I am trying to use scikit learn's Recursive feature elimination with cross-validation for a (5000, 37)
data that has binary class problem and whenever i fit the model the algorithm enters infinite loop.
Currently, i am following this example: https://scikit-learn.org/stable/auto_examples/feature_selection/plot_rfe_with_cross_validation.html on how to employ this algorithm.
My data is:
from sklearn.svm import SVC
from sklearn.model_selection import StratifiedKFold
from sklearn.feature_selection import RFECV
X = np.random.randint(0,363175645.191632,size=(5000, 37))
Y = np.random.choice([0, 1], size=(37,))
What i tried doing to select the features by:
svc = SVC(kernel="linear")
rfecv = RFECV(estimator=svc, step=1, cv=StratifiedKFold(2),
scoring='accuracy')
rfecv.fit(X, Y)
The code hangs and enters infinite loop, however when i try using another algorithm such as ExtraTreesClassifier it works just fine, what is going on, please help?

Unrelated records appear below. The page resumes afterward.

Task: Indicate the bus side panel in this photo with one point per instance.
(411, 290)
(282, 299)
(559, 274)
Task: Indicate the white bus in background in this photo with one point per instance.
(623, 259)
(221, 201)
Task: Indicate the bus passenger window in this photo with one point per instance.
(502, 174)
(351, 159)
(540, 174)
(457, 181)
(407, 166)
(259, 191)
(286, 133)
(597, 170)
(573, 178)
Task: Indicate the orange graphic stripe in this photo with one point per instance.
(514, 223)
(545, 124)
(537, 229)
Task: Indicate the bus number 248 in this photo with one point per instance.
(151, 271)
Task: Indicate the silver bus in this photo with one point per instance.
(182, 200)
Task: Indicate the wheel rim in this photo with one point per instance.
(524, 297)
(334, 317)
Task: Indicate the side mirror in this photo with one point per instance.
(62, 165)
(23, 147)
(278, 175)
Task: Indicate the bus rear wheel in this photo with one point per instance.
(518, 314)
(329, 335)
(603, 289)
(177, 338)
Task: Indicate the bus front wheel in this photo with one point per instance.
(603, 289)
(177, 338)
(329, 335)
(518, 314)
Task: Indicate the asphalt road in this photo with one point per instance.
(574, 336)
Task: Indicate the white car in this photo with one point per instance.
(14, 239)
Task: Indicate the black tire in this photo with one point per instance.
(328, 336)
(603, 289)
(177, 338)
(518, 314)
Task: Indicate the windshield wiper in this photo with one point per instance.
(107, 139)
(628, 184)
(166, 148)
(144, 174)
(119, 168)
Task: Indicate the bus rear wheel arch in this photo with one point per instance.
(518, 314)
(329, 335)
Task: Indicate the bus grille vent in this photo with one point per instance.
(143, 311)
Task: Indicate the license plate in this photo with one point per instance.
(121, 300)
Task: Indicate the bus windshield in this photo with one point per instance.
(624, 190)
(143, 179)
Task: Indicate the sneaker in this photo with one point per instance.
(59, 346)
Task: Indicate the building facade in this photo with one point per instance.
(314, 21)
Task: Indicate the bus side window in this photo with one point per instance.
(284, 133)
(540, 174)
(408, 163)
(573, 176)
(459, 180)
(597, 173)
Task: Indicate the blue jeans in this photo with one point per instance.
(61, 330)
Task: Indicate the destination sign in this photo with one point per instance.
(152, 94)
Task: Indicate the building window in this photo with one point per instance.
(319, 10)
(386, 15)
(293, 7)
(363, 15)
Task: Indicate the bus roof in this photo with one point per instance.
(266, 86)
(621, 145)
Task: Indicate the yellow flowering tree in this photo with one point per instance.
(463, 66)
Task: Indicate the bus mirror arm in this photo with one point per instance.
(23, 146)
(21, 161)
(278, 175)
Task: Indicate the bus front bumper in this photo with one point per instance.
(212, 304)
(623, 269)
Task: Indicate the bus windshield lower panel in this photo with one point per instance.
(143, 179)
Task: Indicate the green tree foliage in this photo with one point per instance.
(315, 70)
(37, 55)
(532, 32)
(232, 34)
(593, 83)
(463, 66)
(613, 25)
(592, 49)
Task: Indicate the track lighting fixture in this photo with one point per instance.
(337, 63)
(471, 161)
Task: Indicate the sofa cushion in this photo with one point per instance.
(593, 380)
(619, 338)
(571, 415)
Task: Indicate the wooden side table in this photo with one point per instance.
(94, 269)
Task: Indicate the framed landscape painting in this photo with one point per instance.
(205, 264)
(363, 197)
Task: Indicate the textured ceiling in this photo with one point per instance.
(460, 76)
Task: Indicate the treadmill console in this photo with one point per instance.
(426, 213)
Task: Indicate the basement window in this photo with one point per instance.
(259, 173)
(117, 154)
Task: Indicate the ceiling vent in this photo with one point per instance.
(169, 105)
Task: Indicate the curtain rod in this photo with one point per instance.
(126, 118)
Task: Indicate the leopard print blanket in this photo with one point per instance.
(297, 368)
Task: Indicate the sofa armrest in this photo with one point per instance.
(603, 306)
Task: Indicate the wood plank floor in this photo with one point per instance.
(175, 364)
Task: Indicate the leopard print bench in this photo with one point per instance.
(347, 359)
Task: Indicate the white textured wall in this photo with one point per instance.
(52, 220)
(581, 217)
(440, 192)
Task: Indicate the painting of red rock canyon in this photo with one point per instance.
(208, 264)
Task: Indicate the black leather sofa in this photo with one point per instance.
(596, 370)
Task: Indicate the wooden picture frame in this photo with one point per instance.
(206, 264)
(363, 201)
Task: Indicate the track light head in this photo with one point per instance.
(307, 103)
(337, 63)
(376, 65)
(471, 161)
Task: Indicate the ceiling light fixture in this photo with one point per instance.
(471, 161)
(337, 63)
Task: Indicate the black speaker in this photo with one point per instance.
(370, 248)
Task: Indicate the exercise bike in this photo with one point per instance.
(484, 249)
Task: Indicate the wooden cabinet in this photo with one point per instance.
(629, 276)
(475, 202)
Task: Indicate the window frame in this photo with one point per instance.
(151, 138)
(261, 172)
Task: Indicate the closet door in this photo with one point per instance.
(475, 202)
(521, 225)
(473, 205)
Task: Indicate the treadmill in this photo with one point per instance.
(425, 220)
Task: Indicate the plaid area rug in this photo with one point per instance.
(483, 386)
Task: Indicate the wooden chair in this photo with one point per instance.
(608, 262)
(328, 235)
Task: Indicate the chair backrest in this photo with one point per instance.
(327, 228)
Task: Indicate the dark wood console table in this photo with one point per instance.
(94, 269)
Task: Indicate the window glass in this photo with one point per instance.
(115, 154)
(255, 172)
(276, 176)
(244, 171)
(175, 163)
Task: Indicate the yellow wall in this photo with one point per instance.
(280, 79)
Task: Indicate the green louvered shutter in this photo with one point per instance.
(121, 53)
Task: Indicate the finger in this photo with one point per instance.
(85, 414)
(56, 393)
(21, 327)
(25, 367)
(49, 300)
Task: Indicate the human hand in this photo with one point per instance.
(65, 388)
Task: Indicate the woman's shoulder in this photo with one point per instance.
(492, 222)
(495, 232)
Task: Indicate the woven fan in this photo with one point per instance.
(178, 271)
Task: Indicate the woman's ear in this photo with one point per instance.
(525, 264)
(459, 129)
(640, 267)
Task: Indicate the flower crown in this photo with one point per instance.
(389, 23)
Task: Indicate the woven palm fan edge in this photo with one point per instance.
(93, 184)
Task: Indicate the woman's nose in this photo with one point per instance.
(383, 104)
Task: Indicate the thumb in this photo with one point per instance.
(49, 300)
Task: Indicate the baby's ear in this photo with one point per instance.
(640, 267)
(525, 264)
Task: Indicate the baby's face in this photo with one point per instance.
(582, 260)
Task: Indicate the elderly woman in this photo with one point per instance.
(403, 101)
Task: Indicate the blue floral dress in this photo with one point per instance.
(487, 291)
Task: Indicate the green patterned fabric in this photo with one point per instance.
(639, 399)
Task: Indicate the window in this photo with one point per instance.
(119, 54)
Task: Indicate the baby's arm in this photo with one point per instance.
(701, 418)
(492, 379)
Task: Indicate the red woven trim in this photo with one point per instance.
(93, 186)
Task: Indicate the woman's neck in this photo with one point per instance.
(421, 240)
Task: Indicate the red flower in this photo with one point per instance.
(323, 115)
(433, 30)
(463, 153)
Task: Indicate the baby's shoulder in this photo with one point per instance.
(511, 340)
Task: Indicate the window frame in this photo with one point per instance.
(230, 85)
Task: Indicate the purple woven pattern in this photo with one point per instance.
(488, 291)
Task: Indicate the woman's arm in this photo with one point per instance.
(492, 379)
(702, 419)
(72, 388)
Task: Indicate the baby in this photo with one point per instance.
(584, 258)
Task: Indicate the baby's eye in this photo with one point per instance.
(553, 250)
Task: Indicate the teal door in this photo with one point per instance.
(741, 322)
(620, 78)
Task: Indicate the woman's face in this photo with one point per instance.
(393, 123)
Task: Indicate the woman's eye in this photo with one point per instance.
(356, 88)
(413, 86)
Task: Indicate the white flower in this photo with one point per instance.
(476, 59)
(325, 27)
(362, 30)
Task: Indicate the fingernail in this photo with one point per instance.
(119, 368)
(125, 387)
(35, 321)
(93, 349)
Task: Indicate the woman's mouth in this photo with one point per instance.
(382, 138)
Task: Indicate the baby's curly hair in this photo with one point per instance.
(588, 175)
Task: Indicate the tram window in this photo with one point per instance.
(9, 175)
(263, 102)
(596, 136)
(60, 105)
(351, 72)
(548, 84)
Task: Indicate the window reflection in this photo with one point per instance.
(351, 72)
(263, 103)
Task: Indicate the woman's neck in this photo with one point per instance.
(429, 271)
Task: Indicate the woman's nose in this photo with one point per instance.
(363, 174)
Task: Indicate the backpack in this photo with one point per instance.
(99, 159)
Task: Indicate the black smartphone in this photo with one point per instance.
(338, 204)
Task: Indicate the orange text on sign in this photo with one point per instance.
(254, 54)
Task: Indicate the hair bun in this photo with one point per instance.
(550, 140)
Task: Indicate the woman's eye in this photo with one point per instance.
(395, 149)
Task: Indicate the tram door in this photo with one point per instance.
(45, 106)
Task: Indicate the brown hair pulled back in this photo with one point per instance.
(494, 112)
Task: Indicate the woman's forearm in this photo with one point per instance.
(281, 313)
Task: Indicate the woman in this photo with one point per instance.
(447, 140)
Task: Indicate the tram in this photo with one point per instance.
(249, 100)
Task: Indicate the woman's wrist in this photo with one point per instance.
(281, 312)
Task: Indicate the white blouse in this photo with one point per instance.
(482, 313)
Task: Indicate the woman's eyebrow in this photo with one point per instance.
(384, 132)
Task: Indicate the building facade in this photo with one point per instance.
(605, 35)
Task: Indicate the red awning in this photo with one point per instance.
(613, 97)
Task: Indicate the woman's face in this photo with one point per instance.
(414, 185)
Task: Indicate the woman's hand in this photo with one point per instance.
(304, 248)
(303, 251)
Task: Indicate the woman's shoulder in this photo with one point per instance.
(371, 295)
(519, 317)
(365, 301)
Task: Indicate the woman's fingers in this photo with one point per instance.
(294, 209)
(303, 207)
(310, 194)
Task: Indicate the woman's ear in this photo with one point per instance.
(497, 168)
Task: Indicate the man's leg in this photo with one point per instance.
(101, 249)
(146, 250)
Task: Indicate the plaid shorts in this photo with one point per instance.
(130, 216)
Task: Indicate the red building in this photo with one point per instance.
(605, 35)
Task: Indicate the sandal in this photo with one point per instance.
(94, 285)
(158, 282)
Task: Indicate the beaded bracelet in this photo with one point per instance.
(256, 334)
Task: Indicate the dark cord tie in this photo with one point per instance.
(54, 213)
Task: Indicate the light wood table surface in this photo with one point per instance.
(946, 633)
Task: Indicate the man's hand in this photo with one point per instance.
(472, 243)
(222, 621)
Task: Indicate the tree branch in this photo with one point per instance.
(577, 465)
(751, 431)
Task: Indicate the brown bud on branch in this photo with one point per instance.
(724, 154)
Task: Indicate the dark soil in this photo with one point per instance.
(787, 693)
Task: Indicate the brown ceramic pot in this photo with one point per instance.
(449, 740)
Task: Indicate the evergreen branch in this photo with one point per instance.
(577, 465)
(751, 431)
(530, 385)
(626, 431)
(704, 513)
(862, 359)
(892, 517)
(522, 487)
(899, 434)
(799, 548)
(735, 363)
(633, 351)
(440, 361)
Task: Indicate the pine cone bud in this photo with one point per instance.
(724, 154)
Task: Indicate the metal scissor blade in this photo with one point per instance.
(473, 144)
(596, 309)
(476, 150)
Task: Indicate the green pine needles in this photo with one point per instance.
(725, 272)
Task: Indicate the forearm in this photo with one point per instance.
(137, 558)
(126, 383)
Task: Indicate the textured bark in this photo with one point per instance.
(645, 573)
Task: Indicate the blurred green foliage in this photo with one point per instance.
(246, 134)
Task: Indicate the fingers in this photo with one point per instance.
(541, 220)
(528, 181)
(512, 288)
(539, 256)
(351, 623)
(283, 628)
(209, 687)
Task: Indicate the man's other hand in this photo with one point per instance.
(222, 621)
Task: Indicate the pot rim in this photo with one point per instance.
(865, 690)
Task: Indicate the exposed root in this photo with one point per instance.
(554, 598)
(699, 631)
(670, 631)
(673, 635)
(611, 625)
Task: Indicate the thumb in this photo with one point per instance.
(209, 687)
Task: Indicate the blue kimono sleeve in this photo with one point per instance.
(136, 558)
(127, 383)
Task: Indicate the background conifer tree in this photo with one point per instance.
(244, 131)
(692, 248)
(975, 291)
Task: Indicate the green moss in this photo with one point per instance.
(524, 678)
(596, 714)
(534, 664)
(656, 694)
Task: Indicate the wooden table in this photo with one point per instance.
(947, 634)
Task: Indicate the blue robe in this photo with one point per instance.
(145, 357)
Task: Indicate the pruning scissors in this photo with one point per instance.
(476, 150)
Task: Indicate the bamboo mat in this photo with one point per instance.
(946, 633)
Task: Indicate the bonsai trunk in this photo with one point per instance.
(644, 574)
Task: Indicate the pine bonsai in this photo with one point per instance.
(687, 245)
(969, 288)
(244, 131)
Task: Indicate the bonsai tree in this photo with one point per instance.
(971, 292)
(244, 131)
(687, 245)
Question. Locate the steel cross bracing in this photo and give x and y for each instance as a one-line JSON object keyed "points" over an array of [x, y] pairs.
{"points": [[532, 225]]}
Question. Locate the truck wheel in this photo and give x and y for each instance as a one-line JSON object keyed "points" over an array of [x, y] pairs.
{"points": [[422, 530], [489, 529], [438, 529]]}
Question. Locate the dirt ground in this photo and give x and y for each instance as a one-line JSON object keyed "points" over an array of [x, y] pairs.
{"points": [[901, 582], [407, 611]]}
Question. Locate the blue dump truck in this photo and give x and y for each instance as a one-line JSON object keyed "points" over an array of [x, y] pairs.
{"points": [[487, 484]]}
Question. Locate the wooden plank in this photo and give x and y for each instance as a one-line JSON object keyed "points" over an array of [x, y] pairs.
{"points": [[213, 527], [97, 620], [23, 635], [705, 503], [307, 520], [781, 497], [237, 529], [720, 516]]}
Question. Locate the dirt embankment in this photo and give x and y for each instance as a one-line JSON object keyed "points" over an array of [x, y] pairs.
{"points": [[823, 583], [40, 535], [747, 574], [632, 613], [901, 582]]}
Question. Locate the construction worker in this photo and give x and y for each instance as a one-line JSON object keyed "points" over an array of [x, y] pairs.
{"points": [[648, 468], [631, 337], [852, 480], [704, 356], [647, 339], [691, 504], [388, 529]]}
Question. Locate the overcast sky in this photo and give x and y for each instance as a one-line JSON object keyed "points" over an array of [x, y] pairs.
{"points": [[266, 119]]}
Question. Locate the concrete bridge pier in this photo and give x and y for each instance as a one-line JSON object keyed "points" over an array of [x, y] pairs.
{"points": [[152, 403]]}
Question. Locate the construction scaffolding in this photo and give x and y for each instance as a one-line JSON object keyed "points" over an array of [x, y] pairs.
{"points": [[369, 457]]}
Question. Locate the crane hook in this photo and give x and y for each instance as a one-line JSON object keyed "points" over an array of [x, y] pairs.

When you perform svm, because it is distance based, it makes sense to scale your feature variables, especially in your case when they are huge. you can also check out this intro to svm. Using an example dataset:
from sklearn.datasets import make_blobs
import seaborn as sns
import numpy as np
from sklearn.preprocessing import StandardScaler
Scaler = StandardScaler()
X, y = make_blobs(n_samples=5000, centers=3, shuffle=False,random_state=42)
X = np.concatenate((X,np.random.randint(0,363175645.191632,size=(5000,35))),axis=1)
y = (y==1).astype('int')
X_scaled = Scaler.fit_transform(X)
This dataset has only 2 useful variables in the first two columns, as you can see from the plot:
plt.scatter(x=X_scaled[:,0],y=X_scaled[:,1],c=['k' if i else 'b' for i in y])
Now we run rfe on scaled data and we can see it returns the first two columns as top variables:
from sklearn.svm import SVC
from sklearn.model_selection import StratifiedKFold
from sklearn.feature_selection import RFECV
svc = SVC(kernel="linear")
rfecv = RFECV(estimator=svc, step=1, cv=StratifiedKFold(2),scoring='accuracy')
rfecv.fit(X_scaled, y)
rfecv.ranking_
array([ 1, 2, 17, 28, 33, 22, 23, 26, 6, 19, 20, 4, 10, 25, 3, 27, 11,
8, 18, 5, 29, 14, 7, 21, 9, 13, 24, 30, 35, 31, 32, 34, 16, 36,
37, 12, 15])